Has anyone ever tried these?

http://www.basspro.com/webapp/wcs/stores/servlet/Product_10151_-1_10001_79620____SearchResults


----------



## bountyhunter (Jul 6, 2005)

Yep and they are alright for practice arrow but I couldn't get them to stablize a broadhead.


----------



## Reel Blessed (Apr 7, 2005)

I was wondering about that. I fletch my own arrows and have done some cresting before. I figured these could not be as good.


----------



## Mathew (Jul 15, 2005)

I swear by them! Good groups, and easy to use.


----------



## davidluster (Sep 16, 2008)

Mathew said:


> I swear by them!
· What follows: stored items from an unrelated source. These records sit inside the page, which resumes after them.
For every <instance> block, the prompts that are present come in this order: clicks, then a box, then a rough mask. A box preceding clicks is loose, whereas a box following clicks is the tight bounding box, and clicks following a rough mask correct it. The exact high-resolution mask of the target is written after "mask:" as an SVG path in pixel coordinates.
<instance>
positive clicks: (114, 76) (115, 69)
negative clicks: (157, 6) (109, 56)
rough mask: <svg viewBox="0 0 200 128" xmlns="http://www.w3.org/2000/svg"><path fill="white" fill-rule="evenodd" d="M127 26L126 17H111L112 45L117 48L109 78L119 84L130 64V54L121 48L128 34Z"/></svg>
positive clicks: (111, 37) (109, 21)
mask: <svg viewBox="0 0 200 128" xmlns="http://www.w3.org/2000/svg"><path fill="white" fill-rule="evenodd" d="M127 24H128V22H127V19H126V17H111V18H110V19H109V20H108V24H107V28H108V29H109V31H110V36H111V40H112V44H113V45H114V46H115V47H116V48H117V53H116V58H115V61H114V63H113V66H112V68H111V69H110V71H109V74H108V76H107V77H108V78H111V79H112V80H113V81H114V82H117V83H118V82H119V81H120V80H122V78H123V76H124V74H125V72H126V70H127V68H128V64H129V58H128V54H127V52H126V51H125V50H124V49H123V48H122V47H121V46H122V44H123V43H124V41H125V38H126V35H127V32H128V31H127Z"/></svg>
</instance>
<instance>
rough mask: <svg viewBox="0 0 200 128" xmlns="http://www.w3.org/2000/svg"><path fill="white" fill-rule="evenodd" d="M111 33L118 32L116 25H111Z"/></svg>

Good groups, and easy to use.


+1


----------



## ejim (Feb 13, 2007)

+2, THEY ARE GOOD!! Ejim


----------



## bountyhunter (Jul 6, 2005)

What kind of Broadheads are you guys using????????


----------



## wet dreams (May 21, 2004)

When I got some arrows refletched last yr he put the small vanes on, I would have never thought the small vanes would stabilize, but if heads are tuned to the shaft I see no problem....although not for me I'll stick to glueing each vane with a small drop of glue on the leading edge. I have used THs for yrs but switched to 'T Locks' last yr, no problem with either....WW


----------



## bountyhunter (Jul 6, 2005)

Glue on blazers I have no problem with either on my BHs. These shrink tube things however wouldn't stablize my Magnus Snuffer or Magnus 2 blades. I might see them working with mechanical heads and someone maybe getting an arrow or two to work with cut on contact blades, but I'll just stick with glue on vanes and feathers.


----------



## davidluster (Sep 16, 2008)

bountyhunter said:


> What kind of Broadheads are you guys using????????


G5 Montec


----------



## I'm Bit (Jun 22, 2005)

I'm also using G5 Montec and love these fletchings they fly perfectly


----------



## wet dreams (May 21, 2004)

I have NO idea nor comment on any 2 bladed heads as I've never used them, seems as if you would have issues on good arrow flite on a fast bow UNLESS your had some serious helical twist on your fletching, BUT like I said I know nothing about a 2 bladed head...WW


----------



## calvinbr (Feb 17, 2009)

Mathew said:


> I swear by them! Good groups, and easy to use.


Same here, I did 6 arrows last weekend. They work good.


----------